La otra crisis: Un Gobierno infantil

            Parece increíble, pero la misma persona que está en contra de la sucesión hereditaria de la monarquía, no tiene ningún problema para exigir que una mujer, la que es madre de sus hijos, ostente un cargo ministerial por el simple hecho de ser su pareja. Porque uno puede estar a favor o en contra de la monarquía, o de la república, preferir o no que el jefe del Estado sea un presidente, o un rey, pero hay algo que es evidente para todos: si los miembros de este Gobierno tuvieran una mínima parte de la formación y de la preparación que tiene nuestro Rey Don Felipe VI, la situación actual de crisis sería muy distinta.
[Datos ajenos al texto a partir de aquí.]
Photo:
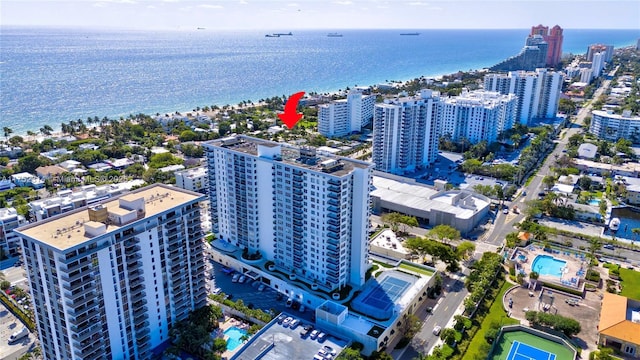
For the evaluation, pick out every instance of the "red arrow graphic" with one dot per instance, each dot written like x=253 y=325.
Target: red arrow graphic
x=290 y=117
            Los políticos que presumen de ser progresistas han de saber que también ellos necesitan instrucción. Uno no recibe ciencia infusa cuando se rebela contra la tradición y decide retomar el ideario marxista. El vicepresidente Pablo Iglesias olvida que forma parte de este Gobierno, que su papel de papá lo ha de ejercer en su casa, que ya no es el profesor que adoctrinaba en las aulas universitarias a tiernos y fascinados estudiantes, y que quizá su itinerario académico diste mucho de su actual cargo político. Por eso causa sonrojo y estupor que todo un vicepresidente del Gobierno de España pida perdón a los niños y que la disculpa se deba simplemente a la confusión generada a la hora de decidir cómo y cuándo serán sus paseos por la calle.
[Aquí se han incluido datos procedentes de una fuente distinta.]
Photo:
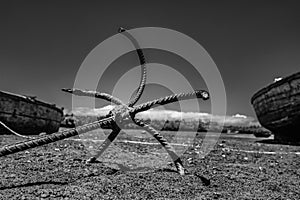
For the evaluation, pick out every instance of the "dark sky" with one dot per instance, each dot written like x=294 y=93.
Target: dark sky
x=43 y=43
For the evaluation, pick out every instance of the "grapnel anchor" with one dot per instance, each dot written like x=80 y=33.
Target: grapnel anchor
x=116 y=118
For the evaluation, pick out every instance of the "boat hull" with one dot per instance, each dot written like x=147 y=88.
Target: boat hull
x=277 y=107
x=28 y=116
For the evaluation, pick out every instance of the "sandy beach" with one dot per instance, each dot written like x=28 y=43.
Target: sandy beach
x=237 y=168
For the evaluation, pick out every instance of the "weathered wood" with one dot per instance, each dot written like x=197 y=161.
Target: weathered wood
x=277 y=107
x=27 y=115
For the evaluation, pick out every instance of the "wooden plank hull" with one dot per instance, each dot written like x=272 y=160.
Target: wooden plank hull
x=28 y=116
x=277 y=107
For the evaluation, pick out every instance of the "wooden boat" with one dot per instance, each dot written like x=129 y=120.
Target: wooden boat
x=277 y=107
x=27 y=115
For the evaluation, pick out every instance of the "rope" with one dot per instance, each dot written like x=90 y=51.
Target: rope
x=22 y=146
x=142 y=59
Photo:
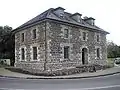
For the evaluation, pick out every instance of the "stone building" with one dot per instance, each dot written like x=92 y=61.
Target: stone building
x=56 y=39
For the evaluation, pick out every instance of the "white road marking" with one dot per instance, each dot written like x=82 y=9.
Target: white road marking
x=67 y=89
x=100 y=87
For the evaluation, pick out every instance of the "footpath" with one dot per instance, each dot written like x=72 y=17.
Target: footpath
x=4 y=73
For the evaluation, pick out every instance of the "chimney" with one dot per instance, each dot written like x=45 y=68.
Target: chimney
x=89 y=20
x=77 y=17
x=59 y=11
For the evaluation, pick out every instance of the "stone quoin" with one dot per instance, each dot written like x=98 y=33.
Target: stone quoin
x=56 y=40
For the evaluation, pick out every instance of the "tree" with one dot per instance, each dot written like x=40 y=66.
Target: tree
x=6 y=43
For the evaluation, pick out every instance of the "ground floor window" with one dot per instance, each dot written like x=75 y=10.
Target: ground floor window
x=66 y=52
x=34 y=53
x=22 y=54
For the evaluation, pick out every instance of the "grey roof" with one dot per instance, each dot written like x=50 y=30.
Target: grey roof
x=49 y=14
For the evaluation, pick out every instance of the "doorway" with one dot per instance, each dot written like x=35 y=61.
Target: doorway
x=84 y=56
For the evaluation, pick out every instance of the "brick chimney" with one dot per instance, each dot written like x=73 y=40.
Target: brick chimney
x=89 y=20
x=77 y=17
x=59 y=11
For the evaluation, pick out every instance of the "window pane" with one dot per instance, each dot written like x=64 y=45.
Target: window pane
x=22 y=37
x=34 y=53
x=97 y=38
x=66 y=33
x=98 y=52
x=23 y=53
x=34 y=33
x=66 y=52
x=84 y=35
            Señor Iglesias, si otra vez le da por dirigir unas palabras de consuelo a los niños españoles, tenga usted claro que el verdadero pesar lo tienen por haber perdido a un ser querido y no por no poder salir de casa para dar una vuelta. Está muy bien que pida disculpas, que pida perdón, pero que sea por causas serias: por no haber podido, o no haber sabido, evitar la muerte de más de veinte mil personas.